Transcript:
Easan Arulanantham:
What is the charitable remainder trust? You know, I’ve heard about it in the news a couple times, … what can I do with this?
Tom Vaughan:
Yeah, charitable remainder trust. Basically, you can place an appreciated asset. I’ve had clients that have sold properties, either current home or rental property. And you can even place a portion of the asset into this charitable remainder trust. And so let’s say I bought a house for $100,000, now it’s worth a million. And you know, it’s a rental property, I don’t want to hold on to it anymore. I don’t want to deal with the, you know, the, the tenants and you know, whatever it might be. So I put that house inside the charitable remainder trust. And essentially, I get an income coming out of that trust, let’s just say 6%, that comes out of that trust for the rest of my life. And the remainder goes to the charity, it whatever’s left, you know, after I pass away goes to charity. And so what happens for us is, we end up with those in terms of the asset management. So we’ll create a portfolio with the money from the house sale, and you don’t have to pay taxes on the house sale, so you pay $100,000, it’s worth a million. If it’s a rental property, you might have written it down on depreciation, so you end up with a big gain. And if you put it inside the charitable remainder trust, there is no gain. And so the full million dollars in that case, would go into this portfolio and you get your 6%, or the different numbers that you can choose on how much you get.

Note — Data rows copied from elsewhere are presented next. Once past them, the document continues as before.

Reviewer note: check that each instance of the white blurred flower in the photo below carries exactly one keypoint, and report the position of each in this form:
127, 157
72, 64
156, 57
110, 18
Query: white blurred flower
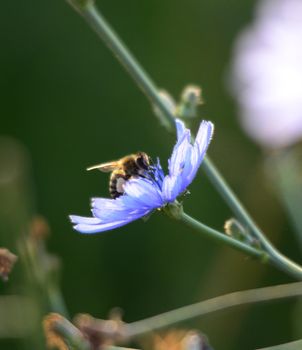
267, 74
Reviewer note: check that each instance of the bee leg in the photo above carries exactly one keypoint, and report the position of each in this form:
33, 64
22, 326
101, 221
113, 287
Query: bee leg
117, 184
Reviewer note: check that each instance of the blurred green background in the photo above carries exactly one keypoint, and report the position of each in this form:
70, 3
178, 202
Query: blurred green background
68, 101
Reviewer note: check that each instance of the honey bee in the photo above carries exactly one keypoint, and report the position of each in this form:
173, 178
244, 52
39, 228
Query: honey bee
131, 166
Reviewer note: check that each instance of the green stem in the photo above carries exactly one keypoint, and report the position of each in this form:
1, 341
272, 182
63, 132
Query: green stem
124, 56
88, 10
71, 335
278, 259
220, 237
205, 307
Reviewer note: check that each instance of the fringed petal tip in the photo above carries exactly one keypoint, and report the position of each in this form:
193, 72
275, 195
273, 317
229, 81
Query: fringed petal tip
143, 195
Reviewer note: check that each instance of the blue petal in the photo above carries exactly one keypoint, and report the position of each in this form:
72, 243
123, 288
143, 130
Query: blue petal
202, 141
86, 228
94, 225
145, 193
75, 219
185, 160
180, 128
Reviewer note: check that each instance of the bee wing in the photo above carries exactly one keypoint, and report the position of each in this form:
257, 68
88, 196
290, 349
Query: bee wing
105, 167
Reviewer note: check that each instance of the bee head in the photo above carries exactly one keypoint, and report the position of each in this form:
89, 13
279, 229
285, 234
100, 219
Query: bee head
143, 160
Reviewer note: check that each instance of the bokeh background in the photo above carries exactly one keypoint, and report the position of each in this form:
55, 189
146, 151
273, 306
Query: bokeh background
70, 104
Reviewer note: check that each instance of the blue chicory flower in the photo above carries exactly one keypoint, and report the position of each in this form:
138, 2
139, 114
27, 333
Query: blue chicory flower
144, 194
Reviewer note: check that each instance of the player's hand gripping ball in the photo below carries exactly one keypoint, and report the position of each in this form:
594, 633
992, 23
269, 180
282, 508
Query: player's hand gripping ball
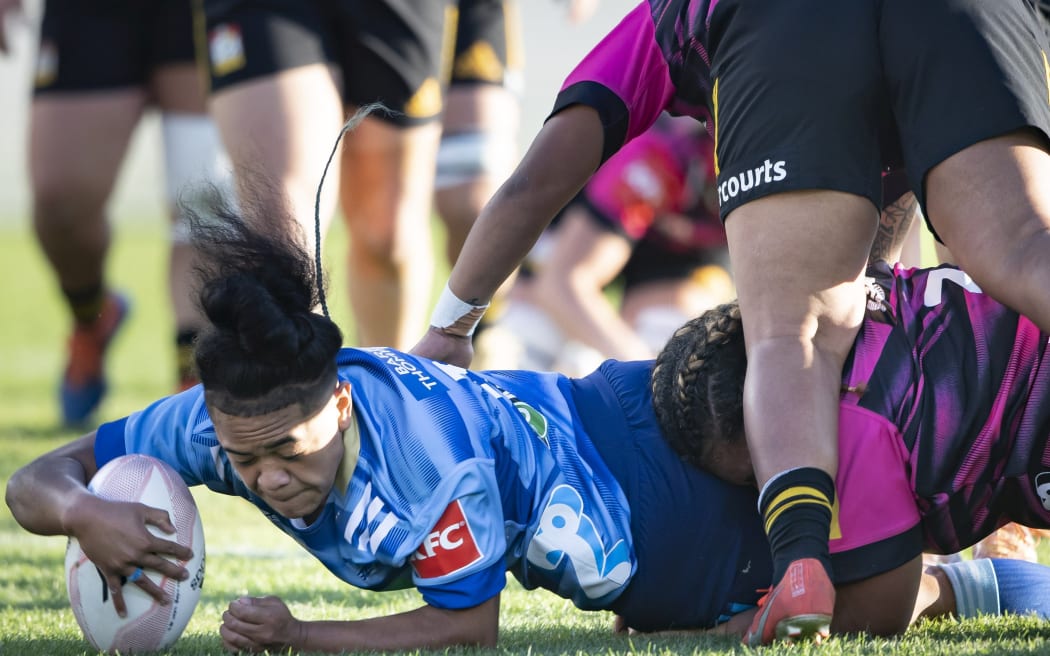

And there’s different ramifications for that, which is beyond the scope of the show. But nonetheless, that’s what a charitable remainder trust is, in terms of. Lawyers are better at understanding what they are and exactly how that works. Tax accountants, tax lawyers are even better at understanding how those work,. What we end up doing is managing the asset and having that distribution go on. And then, you know, passing it through to the charity when that person passes away. So I’ve seen it, I’ve seen people put their highly appreciated stock in those, seeing people put a portion of their home, as they sell it and move someplace cheaper. And I’ve seen people put their rental property. So you know, that’s what I’ve seen. And all of it is to avoid the capital gains tax, as far as that goes. So it the one downfall would be of course, there’s an accounting issue there, they’re a little bit difficult to account for, you have to do it every year. But instead of it going to your kids, if you have any or your beneficiaries that you might care about that money’s going to the charity. And so again, some situations where people don’t have kids, or there’s not not a big issue there as far as that goes. So you have to weigh that as part of the scenario. But yeah, that’s a that’s a valid strategy. We’ve seen we’ve run into them a fair number of times.
Easan Arulanantham:
Yeah, and one of them a little bit less common is the charitable lead trust, which is kind of the opposite, where the charity gets the income, but the remainder goes to your beneficiaries. And so that also provides another way to like, say, you don’t need the income now, but you want it to go on to your children, this is a good way to get it out ..to avoid some of those taxes.
Tom Vaughan:
Yeah, yeah, exactly. These are all strategies that, you know, we can talk to you about, you know, if you have some additional questions, take a look at what those numbers would look like. And whether it makes any sense. We can even model these types of things inside the financial planning software. So there’s a whole bunch of different areas there that are interesting. You know, there’s pros and cons. And we can certainly talk about what those are, especially from the standpoint of how the investing works. Because that’s where we come in.